Build Your Own Voice Recognition Model with Tensorflow

Voice recognition is a complex problem across a number of industries. Knowing some of the basics around handling audio data and how to classify sound samples is a good thing to have in your data science toolbox.

We're going to go through an example of classifying some sound clips using Tensorflow. By the time you get through this, you'll know enough to be able to build your own voice recognition models. With additional research, you can take these concepts and apply them to larger, more complex audio files.

You can find the full code in this Github repo.

Getting the Data

Gathering data is one of the hard problems in data science. There's so much data available, but not all of it is easy to use in machine learning problems. You have to make sure that the data is clean, labeled, and complete.

To do our example, we're going to use some audio files released by Google.

First, we'll create a new Conducto pipeline. This is where you'll be able to build, train, and test your model and share a link with anybody else interested:

###
# Main Pipeline
###
def main() -> co.Serial:
    path = "/conducto/data/pipeline"
    root = co.Serial(image = get_image())
    
    # Get data from keras for testing and training
    root["Get Data"] = co.Exec(run_whole_thing, f"{path}/raw")

    return root

Then we'll start writing the

run_whole_thing

function:

def run_whole_thing(out_dir):
    os.makedirs(out_dir, exist_ok=True)
    # Set seed for experiment reproducibility
    seed = 55
    tf.random.set_seed(seed)
    np.random.seed(seed)
    data_dir = pathlib.Path("data/mini_speech_commands")

Next, we need to set up the directory to hold the audio files:

if not data_dir.exists():
    # Get the files from external source and put them in an accessible directory
    tf.keras.utils.get_file(
       'mini_speech_commands.zip',
        origin="http://storage.googleapis.com/download.tensorflow.org/data/mini_speech_commands.zip",
        extract=True)

Pre-Processing the Data

Now that we have our data in the right directory, we can split it into training, test, and validation datasets.

First, we need to write a few functions to help pre-process the data so that it'll work in our model.

We need the data in a format our algorithm can understand.

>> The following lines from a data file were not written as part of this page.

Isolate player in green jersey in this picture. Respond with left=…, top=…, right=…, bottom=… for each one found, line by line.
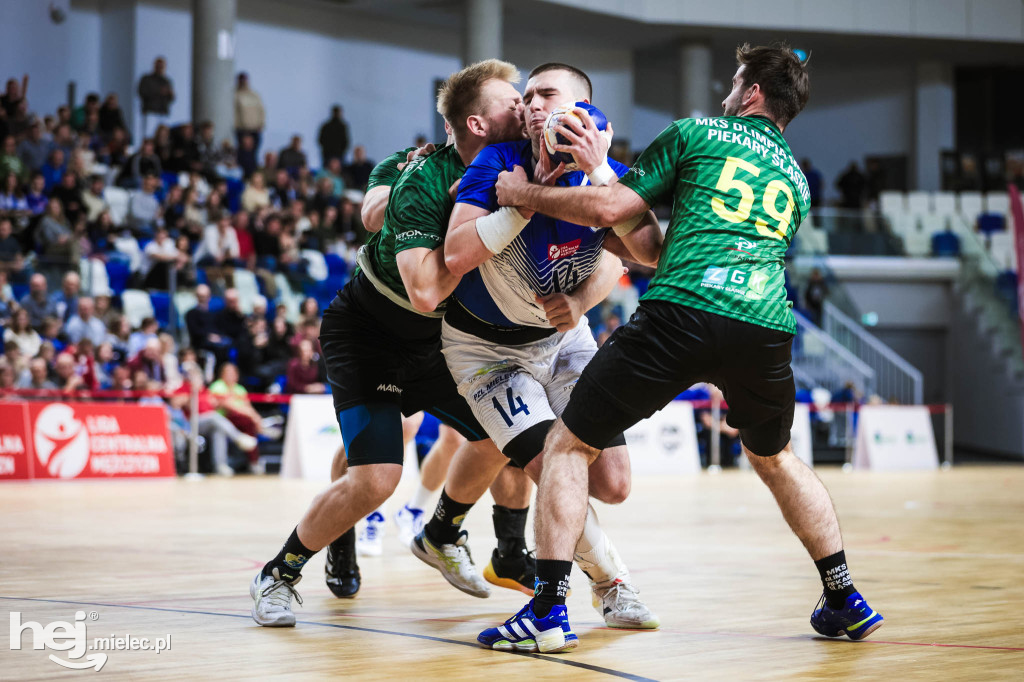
left=249, top=59, right=523, bottom=627
left=480, top=45, right=883, bottom=651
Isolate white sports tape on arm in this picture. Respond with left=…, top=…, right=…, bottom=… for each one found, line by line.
left=587, top=159, right=615, bottom=187
left=611, top=213, right=644, bottom=237
left=476, top=206, right=529, bottom=254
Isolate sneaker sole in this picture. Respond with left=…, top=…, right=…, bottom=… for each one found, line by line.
left=409, top=541, right=490, bottom=599
left=483, top=562, right=534, bottom=597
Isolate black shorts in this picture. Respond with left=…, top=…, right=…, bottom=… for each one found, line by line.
left=562, top=300, right=796, bottom=457
left=319, top=272, right=487, bottom=440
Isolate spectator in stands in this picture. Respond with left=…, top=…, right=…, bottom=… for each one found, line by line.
left=316, top=104, right=348, bottom=166
left=804, top=267, right=828, bottom=327
left=3, top=308, right=43, bottom=357
left=0, top=215, right=25, bottom=278
left=234, top=72, right=266, bottom=155
left=142, top=226, right=180, bottom=284
left=800, top=157, right=825, bottom=209
left=25, top=171, right=50, bottom=216
left=128, top=336, right=166, bottom=384
left=138, top=56, right=174, bottom=134
left=18, top=272, right=57, bottom=329
left=128, top=317, right=160, bottom=357
left=345, top=144, right=374, bottom=196
left=242, top=168, right=270, bottom=213
left=65, top=296, right=106, bottom=346
left=127, top=173, right=164, bottom=237
left=118, top=137, right=164, bottom=189
left=0, top=135, right=29, bottom=181
left=36, top=193, right=79, bottom=272
left=17, top=119, right=53, bottom=172
left=50, top=270, right=82, bottom=322
left=278, top=135, right=306, bottom=177
left=99, top=92, right=128, bottom=138
left=185, top=285, right=231, bottom=358
left=50, top=169, right=85, bottom=224
left=54, top=352, right=84, bottom=391
left=836, top=161, right=867, bottom=211
left=286, top=339, right=327, bottom=393
left=15, top=357, right=57, bottom=390
left=39, top=147, right=67, bottom=194
left=82, top=175, right=111, bottom=222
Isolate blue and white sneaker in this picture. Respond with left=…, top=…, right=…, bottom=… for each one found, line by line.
left=355, top=509, right=385, bottom=556
left=476, top=599, right=580, bottom=653
left=811, top=592, right=885, bottom=640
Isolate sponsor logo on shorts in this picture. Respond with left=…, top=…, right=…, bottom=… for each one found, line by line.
left=548, top=240, right=581, bottom=260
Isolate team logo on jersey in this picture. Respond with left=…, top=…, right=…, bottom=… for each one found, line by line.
left=548, top=240, right=581, bottom=260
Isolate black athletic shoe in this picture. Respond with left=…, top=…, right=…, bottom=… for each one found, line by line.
left=483, top=549, right=537, bottom=596
left=324, top=528, right=360, bottom=599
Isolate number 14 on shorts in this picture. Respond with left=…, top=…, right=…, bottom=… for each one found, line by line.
left=490, top=388, right=529, bottom=426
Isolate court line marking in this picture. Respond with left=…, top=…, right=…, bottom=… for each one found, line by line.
left=0, top=596, right=657, bottom=682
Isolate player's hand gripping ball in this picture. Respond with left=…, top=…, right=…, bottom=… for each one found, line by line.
left=544, top=101, right=608, bottom=173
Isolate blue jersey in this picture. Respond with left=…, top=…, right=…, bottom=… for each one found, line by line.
left=455, top=139, right=629, bottom=327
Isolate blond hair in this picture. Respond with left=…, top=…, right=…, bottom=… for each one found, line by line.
left=437, top=59, right=519, bottom=132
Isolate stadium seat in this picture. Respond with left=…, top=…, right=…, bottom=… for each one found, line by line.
left=879, top=191, right=906, bottom=215
left=958, top=191, right=984, bottom=223
left=121, top=289, right=156, bottom=327
left=984, top=191, right=1010, bottom=217
left=232, top=268, right=259, bottom=314
left=150, top=291, right=171, bottom=329
left=106, top=258, right=131, bottom=295
left=103, top=185, right=130, bottom=227
left=906, top=191, right=932, bottom=215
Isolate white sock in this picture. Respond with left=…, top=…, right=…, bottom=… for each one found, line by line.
left=572, top=505, right=630, bottom=583
left=406, top=483, right=434, bottom=510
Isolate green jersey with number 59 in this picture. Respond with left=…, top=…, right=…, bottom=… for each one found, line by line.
left=620, top=116, right=811, bottom=333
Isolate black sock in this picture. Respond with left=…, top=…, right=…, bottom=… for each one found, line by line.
left=534, top=559, right=572, bottom=619
left=263, top=526, right=316, bottom=583
left=814, top=550, right=857, bottom=608
left=424, top=488, right=473, bottom=545
left=492, top=505, right=529, bottom=557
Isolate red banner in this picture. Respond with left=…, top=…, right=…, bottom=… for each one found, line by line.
left=1007, top=182, right=1024, bottom=358
left=0, top=402, right=32, bottom=480
left=0, top=402, right=174, bottom=480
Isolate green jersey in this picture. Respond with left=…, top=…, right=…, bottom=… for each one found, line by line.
left=620, top=116, right=811, bottom=333
left=358, top=144, right=466, bottom=317
left=367, top=146, right=416, bottom=191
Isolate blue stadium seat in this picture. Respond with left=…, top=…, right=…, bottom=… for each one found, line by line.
left=106, top=258, right=131, bottom=295
left=150, top=291, right=171, bottom=329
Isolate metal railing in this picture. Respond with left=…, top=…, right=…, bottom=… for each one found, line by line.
left=821, top=301, right=924, bottom=404
left=793, top=311, right=877, bottom=395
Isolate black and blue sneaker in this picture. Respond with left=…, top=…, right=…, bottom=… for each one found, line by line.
left=811, top=592, right=885, bottom=640
left=476, top=599, right=580, bottom=653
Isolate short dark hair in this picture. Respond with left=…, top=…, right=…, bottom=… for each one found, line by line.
left=526, top=61, right=594, bottom=99
left=736, top=43, right=811, bottom=127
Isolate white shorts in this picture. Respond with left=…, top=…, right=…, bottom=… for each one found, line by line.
left=441, top=317, right=597, bottom=452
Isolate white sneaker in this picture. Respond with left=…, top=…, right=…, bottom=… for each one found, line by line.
left=234, top=433, right=259, bottom=453
left=590, top=578, right=662, bottom=630
left=409, top=530, right=490, bottom=599
left=249, top=568, right=302, bottom=628
left=355, top=510, right=385, bottom=556
left=394, top=505, right=427, bottom=547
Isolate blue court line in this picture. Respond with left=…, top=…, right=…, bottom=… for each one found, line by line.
left=0, top=596, right=657, bottom=682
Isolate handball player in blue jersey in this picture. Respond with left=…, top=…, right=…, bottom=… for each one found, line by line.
left=414, top=63, right=662, bottom=638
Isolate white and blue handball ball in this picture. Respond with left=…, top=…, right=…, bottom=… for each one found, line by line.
left=544, top=101, right=608, bottom=172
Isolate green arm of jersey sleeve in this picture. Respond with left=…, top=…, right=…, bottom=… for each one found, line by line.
left=384, top=178, right=447, bottom=253
left=367, top=146, right=415, bottom=191
left=620, top=121, right=686, bottom=206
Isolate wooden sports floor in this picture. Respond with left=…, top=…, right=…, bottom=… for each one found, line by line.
left=0, top=466, right=1024, bottom=681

We'll be using a convolutional neural network, so the data needs to be transformed into images.

This first function will convert the binary audio file into a tensor:

# Convert the binary audio file to a tensor
def decode_audio(audio_binary):
    audio, _ = tf.audio.decode_wav(audio_binary)
    return tf.squeeze(audio, axis=-1)

Since we have a tensor we can work with that has the raw data, we need to get the labels to match them. That's what the following function does by getting the label for an audio file from the file path:

# Get the label (yes, no, up, down, etc) for an audio file.
def get_label(file_path):
   parts = tf.strings.split(file_path, os.path.sep)
   return parts[-2]

Next, we need to associate the audio files with the correct labels. We're doing this and returning a tuple that Tensorflow can work with:

# Create a tuple that has the labeled audio files
def get_waveform_and_label(file_path):
    label = get_label(file_path)
    audio_binary = tf.io.read_file(file_path)
    waveform = decode_audio(audio_binary)
    return waveform, label

We briefly mentioned using the convolutional neural network (CNN) algorithm earlier. This is one of the ways we can handle a voice recognition model like this is. Typically CNNs work really well on image data and help decrease pre-processing time.

We're going to take advantage of that by converting our audio files into spectrograms. A spectrogram is an image of a spectrum of frequencies. If you take a look at an audio file, you'll see it's just frequency data. So we're going to write a function that converts our audio data into images:

# Convert audio files to images
def get_spectrogram(waveform):
    # Padding for files with less than 16000 samples
    zero_padding = tf.zeros([16000] - tf.shape(waveform), dtype=tf.float32)
    # Concatenate audio with padding so that all audio clips will be of the same length
    waveform = tf.cast(waveform, tf.float32)
    equal_length = tf.concat([waveform, zero_padding], 0)
    spectrogram = tf.signal.stft(
        equal_length, frame_length=255, frame_step=128)
    spectrogram = tf.abs(spectrogram)

    return spectrogram

Now that we have formatted our data as images, we need to apply the correct labels to those images. This is similar to what we did for the original audio files:

# Label the images created from the audio files and return a tuple
def get_spectrogram_and_label_id(audio, label):
    spectrogram = get_spectrogram(audio)
    spectrogram = tf.expand_dims(spectrogram, -1)
    label_id = tf.argmax(label == commands)
    return spectrogram, label_id

The last helper function we need is the one that will handle all of the above operations for any set of audio files we pass it:

# Preprocess any audio files
def preprocess_dataset(files, autotune, commands):
   # Creates the dataset
   files_ds = tf.data.Dataset.from_tensor_slices(files)
        
   # Matches audio files with correct labels
   output_ds = files_ds.map(get_waveform_and_label,
                            num_parallel_calls=autotune)
   # Matches audio file images to the correct labels
   output_ds = output_ds.map(
       get_spectrogram_and_label_id,  num_parallel_calls=autotune)
   return output_ds

Now that we have all of these helper functions, we get to split the data.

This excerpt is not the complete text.